# Russian Olive



## kweinert (Apr 3, 2012)

At the turner's club meeting tonight I won one of the raffle items and I now have a piece of Russian Olive (in raw form) that's about 5" in diameter and about 2 ft long.

Now to sort out what to do with it. I think I need to seal the ends up until I figure that out.

What sorts of things do you more experienced turners do with that size wood? What items come to mind when you see something like that?

Thanks.


----------



## DKMD (Apr 4, 2012)

Off the top of my head, I immediately think of Ellsworth type hollow forms which include the pith. Bracelets, salt vaults/boxes, stoppers, ornaments, and a host of smaller things are possible as well. For projects where dry wood is needed, you can dry cut blanks in the microwave to speed things along.


----------



## txpaulie (Apr 4, 2012)

DKMD said:


> Off the top of my head, I immediately think of Ellsworth type hollow forms which include the pith. Bracelets, salt vaults/boxes, stoppers, ornaments, and a host of smaller things are possible as well. For projects where dry wood is needed, you can dry cut blanks in the microwave to speed things along.
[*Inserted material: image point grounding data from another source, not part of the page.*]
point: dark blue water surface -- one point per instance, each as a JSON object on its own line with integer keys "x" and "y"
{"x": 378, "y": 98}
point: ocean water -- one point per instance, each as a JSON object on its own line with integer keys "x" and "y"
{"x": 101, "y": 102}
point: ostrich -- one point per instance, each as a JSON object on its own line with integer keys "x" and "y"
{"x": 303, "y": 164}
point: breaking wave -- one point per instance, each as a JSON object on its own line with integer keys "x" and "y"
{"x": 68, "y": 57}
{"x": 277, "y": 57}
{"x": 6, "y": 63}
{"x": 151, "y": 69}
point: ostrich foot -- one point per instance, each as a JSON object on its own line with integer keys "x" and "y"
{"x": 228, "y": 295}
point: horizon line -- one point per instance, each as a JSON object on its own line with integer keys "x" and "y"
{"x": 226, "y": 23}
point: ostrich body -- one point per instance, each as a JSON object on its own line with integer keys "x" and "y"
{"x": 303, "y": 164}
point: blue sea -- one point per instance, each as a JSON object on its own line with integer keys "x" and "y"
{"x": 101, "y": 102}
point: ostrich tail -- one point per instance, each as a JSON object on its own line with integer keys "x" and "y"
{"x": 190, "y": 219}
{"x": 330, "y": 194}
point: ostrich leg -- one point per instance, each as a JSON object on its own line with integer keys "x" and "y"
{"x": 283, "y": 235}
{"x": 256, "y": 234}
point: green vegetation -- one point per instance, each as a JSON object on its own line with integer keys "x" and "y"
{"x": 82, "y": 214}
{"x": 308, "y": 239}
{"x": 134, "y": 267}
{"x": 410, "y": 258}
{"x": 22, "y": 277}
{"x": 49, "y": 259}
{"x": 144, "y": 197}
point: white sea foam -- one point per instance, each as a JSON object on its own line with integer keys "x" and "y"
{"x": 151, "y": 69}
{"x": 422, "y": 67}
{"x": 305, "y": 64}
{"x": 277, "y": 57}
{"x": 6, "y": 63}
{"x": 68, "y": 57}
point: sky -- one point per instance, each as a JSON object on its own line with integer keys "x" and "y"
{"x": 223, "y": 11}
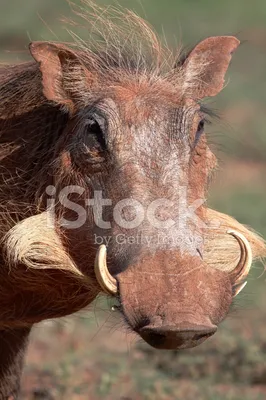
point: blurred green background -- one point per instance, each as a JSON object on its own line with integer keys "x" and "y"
{"x": 91, "y": 355}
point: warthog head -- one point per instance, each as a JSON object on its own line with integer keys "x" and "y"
{"x": 111, "y": 154}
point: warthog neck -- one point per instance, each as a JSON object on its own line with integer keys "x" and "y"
{"x": 13, "y": 344}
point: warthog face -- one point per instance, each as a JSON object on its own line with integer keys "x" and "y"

As David said, it may be easier to list the stuff you CAN'T turn out of yer chunk!

p


----------



## kweinert (Apr 4, 2012)

bigcouger said:


> Love to see a picture of it or you can send it to me  congrad on the win
> Roy



Here's the log:
[attachment=3842]

I was going to document turning it into a bowl - but instead it's going to turn into another 'Rescue Ken While He Learns Woodturning By Making Mistakes" :dash2:

A couple of quick pictures, not going to do the sequence (at least not yet):
[attachment=3843]

[attachment=3844]

This was as far as I got it before I managed to catch it enough times that I stripped the hole the woodscrew was in. Now any touch of the gouge lets the lathe spin merrily along while the wood sits there mocking me.

Maybe this was the inspiration for the Steb center. 

I was having trouble all along, actually. It seemed like I was getting a lot of little catches that would end up off centering the piece. There was a lot of rough turning on this one.

I don't mind learning by making non-fatal mistakes. I just hate the wood that gets wasted while I learn.

Ken


----------



## Dane Fuller (Apr 4, 2012)

Looking good. I'd put it back between centers and turn a tennon on the bottom. The turn it around, chuck it up and hollow it out for a little natural edge bowl. That's a pretty piece of wood. I'm sure you'll get the most out of it.


----------



## West River WoodWorks (Apr 5, 2012)

You might try a face plate as well. 
I just cut some russian olive into blanks yesterday, looking forward to turning it!
[attachment=3866]
Good luck with your project!
Tom


----------



## kweinert (Apr 6, 2012)

This one has kicked my ass, not sure why.

For some reason it never seems to actually get round. I put it between centers to put a tenon on it and the tenon seemed to go well.

However, no matter how much I try to turn it round I'm always getting the 'pulsing' against the gouge as the wood goes round.

My only thought is that I really messed up trying to find the centerpoint when I put it on the lathe the first time. This was intended to be a natural edge bowl but instead it's turning into a medium sized pile of Russian Olive shavings :dash2:

Well, by the time I get good at turning I'll have lots of experience - and we all know how you get that :)

I have a saying printed out that's hanging up on my wall at work:

*I learn so much from making mistakes that I'm thinking of making a few more.*

So far I've learned that I don't *need* to make them on purpose - they keep showing up on their own :rofl2:


----------



## kweinert (Apr 6, 2012)

I'm reasonably certain that my 'not centered' thought is the correct one. When I look at the blank as turned, the one side has bark only going down about an inch, maybe an inch and a half.

The other side the bark goes down 2 to 2 1/2 inches.

Now I think it's time to do some research on centering blanks for natural edge bowls. :)

I'm pretty sure that if I persist long enough I'll have it turned round, but I don't think there's much to look at in a Russian Olive toothpick.

:dash2:


----------



## DKMD (Apr 6, 2012)

YOu can dribble a little CA in the hole and then try to remount it using the screw center after the glue dries. I generally use the tailstock as well until I have to move it.


----------